Lot 47
  • 47

SIGMAR POLKE | Untitled

Estimate
250,000 - 350,000 GBP
Log in to view results
bidding is closed

Description

  • Sigmar Polke
  • Untitled
  • signed and dated 1986 on the reverse; signed and dated 1986 on the overlap
  • acrylic on printed fabric
  • 90.2 by 70.2 cm. 35 1/2 by 27 5/8 in.

Provenance

Acquired directly from the artist by the present owner

Condition

Colour: The colour in the catalogue illustration is fairly accurate although the red pigment is stronger and the green pigment tends more towards turquoise in the original. Condition: Please refer to the department for a professional condition report.
"In response to your inquiry, we are pleased to provide you with a general report of the condition of the property described above. Since we are not professional conservators or restorers, we urge you to consult with a restorer or conservator of your choice who will be better able to provide a detailed, professional report. Prospective buyers should inspect each lot to satisfy themselves as to condition and must understand that any statement made by Sotheby's is merely a subjective, qualified opinion. Prospective buyers should also refer to any Important Notices regarding this sale, which are printed in the Sale Catalogue.
NOTWITHSTANDING THIS REPORT OR ANY DISCUSSIONS CONCERNING A LOT, ALL LOTS ARE OFFERED AND SOLD AS IS" IN ACCORDANCE WITH THE CONDITIONS OF BUSINESS PRINTED IN THE SALE CATALOGUE."

Catalogue Note

Executed in 1986, Untitled manifests Sigmar Polke’s brilliant and ambitious process of mark-making, as well as his skilful negotiation of the boundary between painterly gesture and mechanical action. In the present composition multiple layers of pattern and pigment exhibit a dynamic emphasis on light and transparency, revealing a chaotic pictorial flow of competing influences. Polke’s work thus raises critical questions about aesthetic conventions, challenging ideas of authorship, spectatorship and authenticity: “Polke’s true significance lies beyond the antic surfaces of his art, in a philosophical attitude that has haunted recent artistic theory and practice like a ghost in a machine. It is an attitude of bottomless scepticism that contemplates… its own endlessly ramifying contradictions” (Peter Schjeldahl, ‘The Daemon and Sigmar Polke’, in: Exh. Cat., San Francisco, San Francisco Museum of Modern Art, Sigmar Polke, 1990, p. 17). In reference to commercial printing systems, Untitled harks back to Polke's Rasterbilder of the 1960s and yet also manifests Polke’s exceptional return to the medium of painting in the 1980s after a decade preoccupied with photography and film. However, Polke’s remarkable employment of colour and his extraordinary process of layering – to create the effect of translucency – also recall the artist’s early apprenticeship at a stained glass factory in Dusseldorf. As such, Polke’s phenomenal work of the 1980s exhibits complex and multifarious influences, constituting an exceptionally productive period of the artist’s career. Indeed, the very year Untitled was executed, Polke received the Golden Lion prize at the Venice Biennale, making 1986 one of the most significant and formative years of the artist’s career.

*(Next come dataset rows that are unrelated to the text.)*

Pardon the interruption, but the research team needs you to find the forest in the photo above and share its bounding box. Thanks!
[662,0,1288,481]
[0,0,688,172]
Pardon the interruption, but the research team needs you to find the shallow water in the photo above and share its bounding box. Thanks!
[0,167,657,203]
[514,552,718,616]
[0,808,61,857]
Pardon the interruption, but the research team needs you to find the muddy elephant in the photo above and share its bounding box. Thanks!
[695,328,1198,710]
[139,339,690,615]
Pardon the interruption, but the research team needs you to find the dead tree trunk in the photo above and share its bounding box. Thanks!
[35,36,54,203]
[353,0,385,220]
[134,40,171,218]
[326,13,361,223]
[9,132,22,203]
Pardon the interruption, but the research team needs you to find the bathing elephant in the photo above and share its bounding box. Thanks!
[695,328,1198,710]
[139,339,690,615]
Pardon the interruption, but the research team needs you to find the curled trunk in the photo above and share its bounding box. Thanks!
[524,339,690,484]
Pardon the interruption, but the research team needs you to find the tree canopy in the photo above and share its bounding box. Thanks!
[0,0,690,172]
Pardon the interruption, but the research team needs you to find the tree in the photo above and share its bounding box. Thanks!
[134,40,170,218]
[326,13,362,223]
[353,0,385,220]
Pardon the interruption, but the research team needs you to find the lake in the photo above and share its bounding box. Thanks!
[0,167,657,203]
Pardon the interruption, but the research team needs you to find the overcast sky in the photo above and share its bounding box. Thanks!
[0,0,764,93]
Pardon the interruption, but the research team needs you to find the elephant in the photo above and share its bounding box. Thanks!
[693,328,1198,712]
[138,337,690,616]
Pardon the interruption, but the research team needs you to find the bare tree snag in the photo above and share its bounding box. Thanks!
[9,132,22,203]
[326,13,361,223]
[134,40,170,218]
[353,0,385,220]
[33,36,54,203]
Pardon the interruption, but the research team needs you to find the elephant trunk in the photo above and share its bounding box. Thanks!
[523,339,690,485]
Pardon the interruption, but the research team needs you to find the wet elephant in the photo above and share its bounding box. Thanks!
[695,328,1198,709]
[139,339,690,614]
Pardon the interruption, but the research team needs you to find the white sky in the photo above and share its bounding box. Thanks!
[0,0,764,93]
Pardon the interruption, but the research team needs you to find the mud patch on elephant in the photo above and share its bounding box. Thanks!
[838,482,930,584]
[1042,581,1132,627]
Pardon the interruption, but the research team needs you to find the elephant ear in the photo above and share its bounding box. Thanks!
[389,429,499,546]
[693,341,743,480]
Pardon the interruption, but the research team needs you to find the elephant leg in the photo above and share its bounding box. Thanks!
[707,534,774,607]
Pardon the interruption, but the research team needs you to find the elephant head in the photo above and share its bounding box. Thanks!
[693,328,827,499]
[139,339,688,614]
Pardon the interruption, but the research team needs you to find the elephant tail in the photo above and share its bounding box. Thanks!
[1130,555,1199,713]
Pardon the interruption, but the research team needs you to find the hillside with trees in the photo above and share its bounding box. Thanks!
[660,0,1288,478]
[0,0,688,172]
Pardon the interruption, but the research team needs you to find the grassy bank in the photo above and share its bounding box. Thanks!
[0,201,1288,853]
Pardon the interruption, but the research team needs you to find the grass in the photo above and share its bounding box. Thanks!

Untitled recalls industrial printing processes through Polke’s celebrated employment of the half-tone dot pattern, which permeates the foreground of the present work in a veil of acrylic black paint. Having first achieved critical acclaim with his ‘Rasterbilder’ in the 1960s, Polke’s pattern refers to the tonal register of small black dots in differing densities that has enabled images to be mass-reproduced in newspaper photographs, consumer packaging and magazine ads since the late Nineteenth Century. Polke returned to the half-tone dot pattern in the 1980s, and in the present work, the artist seemingly enlarges a matrix of dots to an extreme scale, whereby the dots themselves become a vigorous abstract layer superimposed over the composition. Thus in Untitled, Polke masterfully transforms industrial imagery into an expression of fine art. While the matrix of dots appears to be commercially reproduced, they are in fact painstakingly hand-painted, and here the artist might offer a subtle critique of the pervasiveness of mechanically reproduced and serially-repeated images in contemporary society. Such notions of seriality, repetition and graphic design undoubtedly evoke the work of Andy Warhol and Roy Lichtenstein in the 1960s and 1970s, and the latter’s experimentation with Benday dots in paintings such as Brushstroke with Splatter (1966) offer a powerful correlation to Polke’s visual manipulations.

The half-tone dots on the surface of Untitled are rendered above a chromatic layer of turquoise and white painterly markings, which convey Polke’s hand through gestural brushwork and arbitrary drips. In yet another compositional stratum, red fabric printed with white dots constitutes the painting's ground and support. Polke began using printed fabric in 1964, and throughout his diverse oeuvre such fabric exhibits an electric façade on top of which visual chaos prevails. In his exploration of layered texture, form and colour, Polke radically deconstructs the definition of fine art and rebuilds it through his own highly unique and unparalleled expression.